In the context of the script, there are several variables that you can (optional) change it based on your environment.
SPLUNK_PATH="/opt/splunk/bin": Splunk installation path
LOG_FILE="/var/log/Splunk_Status.log": Script Log file path
Quick Start Guide:
- First, download the repository.
wget https://github.com/Mohammad-Mirasadollahi/Splunk-Service-Auto-Recovery/releases/download/Splunk/Splunk-Service-Auto-Recovery_Scripts_v1.0.0.tar.gz
- Move all of them into the
/root/scripts
directory.
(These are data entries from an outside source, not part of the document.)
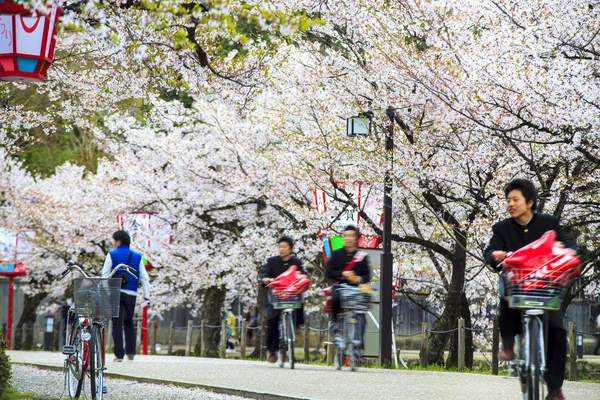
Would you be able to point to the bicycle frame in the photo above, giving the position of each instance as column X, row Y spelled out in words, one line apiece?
column 287, row 337
column 349, row 341
column 81, row 350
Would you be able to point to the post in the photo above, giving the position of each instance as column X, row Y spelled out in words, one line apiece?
column 35, row 336
column 223, row 343
column 9, row 318
column 171, row 337
column 203, row 346
column 23, row 336
column 306, row 341
column 138, row 339
column 329, row 346
column 495, row 347
column 153, row 330
column 243, row 339
column 461, row 344
column 573, row 375
column 188, row 339
column 108, row 335
column 387, row 258
column 145, row 330
column 424, row 353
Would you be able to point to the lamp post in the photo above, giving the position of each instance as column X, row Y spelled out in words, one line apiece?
column 361, row 125
column 387, row 258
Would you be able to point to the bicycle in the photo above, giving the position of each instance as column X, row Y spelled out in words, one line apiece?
column 351, row 319
column 287, row 335
column 535, row 289
column 95, row 299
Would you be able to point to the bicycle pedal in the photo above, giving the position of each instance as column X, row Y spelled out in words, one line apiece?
column 69, row 350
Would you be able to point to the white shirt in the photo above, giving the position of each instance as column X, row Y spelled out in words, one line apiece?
column 144, row 278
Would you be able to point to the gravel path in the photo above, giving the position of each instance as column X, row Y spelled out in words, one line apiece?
column 51, row 385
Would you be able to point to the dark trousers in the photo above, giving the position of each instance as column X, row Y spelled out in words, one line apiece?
column 124, row 323
column 511, row 324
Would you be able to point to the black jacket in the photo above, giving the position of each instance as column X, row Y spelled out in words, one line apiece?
column 509, row 235
column 275, row 266
column 340, row 258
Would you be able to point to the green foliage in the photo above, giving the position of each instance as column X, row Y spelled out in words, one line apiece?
column 13, row 394
column 5, row 372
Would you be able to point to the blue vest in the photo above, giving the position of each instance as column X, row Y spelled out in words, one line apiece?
column 120, row 256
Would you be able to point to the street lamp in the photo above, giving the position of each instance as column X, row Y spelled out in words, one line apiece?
column 387, row 258
column 361, row 125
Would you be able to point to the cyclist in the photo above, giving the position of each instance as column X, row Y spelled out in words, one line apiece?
column 274, row 267
column 358, row 274
column 523, row 227
column 122, row 254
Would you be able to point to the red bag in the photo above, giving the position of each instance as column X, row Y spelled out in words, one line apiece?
column 290, row 283
column 542, row 264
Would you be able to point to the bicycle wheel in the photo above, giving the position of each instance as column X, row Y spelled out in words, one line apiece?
column 74, row 363
column 533, row 369
column 353, row 357
column 282, row 344
column 96, row 364
column 290, row 339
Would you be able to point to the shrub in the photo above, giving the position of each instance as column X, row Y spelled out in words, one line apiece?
column 5, row 371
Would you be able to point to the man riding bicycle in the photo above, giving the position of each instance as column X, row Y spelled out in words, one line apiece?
column 359, row 273
column 523, row 227
column 274, row 267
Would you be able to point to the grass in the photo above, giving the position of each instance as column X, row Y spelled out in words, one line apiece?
column 14, row 394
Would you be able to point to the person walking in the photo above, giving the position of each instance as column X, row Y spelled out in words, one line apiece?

If the directory does not exist, create it.
mkdir -p /root/scripts
mv Splunk-Service-Auto-Recovery_Scripts_v1.0.0.tar.gz /root/scripts/
- Go to the /root/scripts/ directory and then, run the following command.
cd /root/scripts/
tar xzvf Splunk-Service-Auto-Recovery_Scripts_v1.0.0.tar.gz
rm -rf Splunk-Service-Auto-Recovery_Scripts_v1.0.0.tar.gz
- Then, just run the following command.
bash ./Splunk_Status_Monitor_Service.sh
- Finally, check the service status.
service Splunk_Status_Monitor status